View Full Version : How to make interleave row rendering?



pango
11-19-2006, 08:39 PM
My program need a interleave row rendering function,it means program only need to render row 0,2,4,...,or row 1,3,5,...,The method used in my program is rendering the whole frame,copy data to a texture,then set the texture's sample filter as GL_NEAREST,and draw it all in a half height rectangle.But the method is slow because it need rendering whole frame,is there anyway can do interleave row renderig,and the performance is better than whole frame rendering?

Korval
11-19-2006, 11:17 PM
Why not just squash the rendering to half-height, rather than redrawing it as a texture?

k_szczech
11-20-2006, 01:33 AM
If you need to display rows 0,2,4 in one frame and then rows 1,3,5 in next frame using the same texture, then what you do is correct.
You could possibly gain some speed by rendering directly to texture (using FBO).

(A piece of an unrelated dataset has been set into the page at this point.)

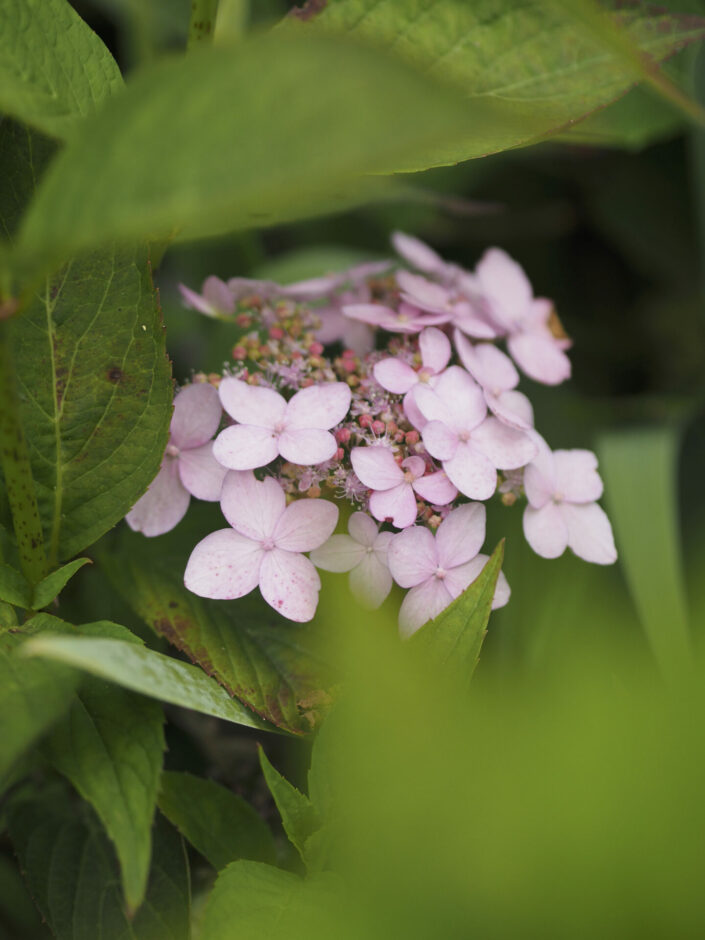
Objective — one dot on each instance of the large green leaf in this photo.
(53, 68)
(92, 373)
(219, 824)
(110, 746)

If you need to display different images every frame, then you could do what Korval suggests. Just add offset to GL_PROJECTON matrix to switch between even/odd rows before you render a frame.

pango
11-20-2006, 05:52 PM
Originally posted by Korval:
Why not just squash the rendering to half-height, rather than redrawing it as a texture? Because I need a whole frame image,but the odd row and even row transformed by different projection,so I need interleaved rendering

pango
11-20-2006, 06:07 PM
I do a "depth test" test in my program,before every rendering,I clear depth buffer with 2x2 image,the first row of the image is black,and second is white,so the every pixel that depth value below 0.5 is cancelled in rendering.But I found the performance gained is very small,it only speed up little in a complex scene,and has no help to a simple scene.Why?

gybe
11-20-2006, 06:55 PM
An interleave rendering method was describe in ShaderX 4: 2.1 Interlaced Rendering by Oles V. Shishkovtsov. Maybe it can help you.

pango
11-21-2006, 05:02 PM
Originally posted by gybe:
An interleave rendering method was describe in ShaderX 4: 2.1 Interlaced Rendering by Oles V. Shishkovtsov. Maybe it can help you. Thanks your reply,but I haven't the book in hand,can you tell what described in that book?

Humus
11-21-2006, 07:33 PM
I would suggest you use the stencil buffer. Do a first pass setting stencil to 1 in every other row. Then you can just render twice with the stencil test testing for 0, and 1 in the second pass.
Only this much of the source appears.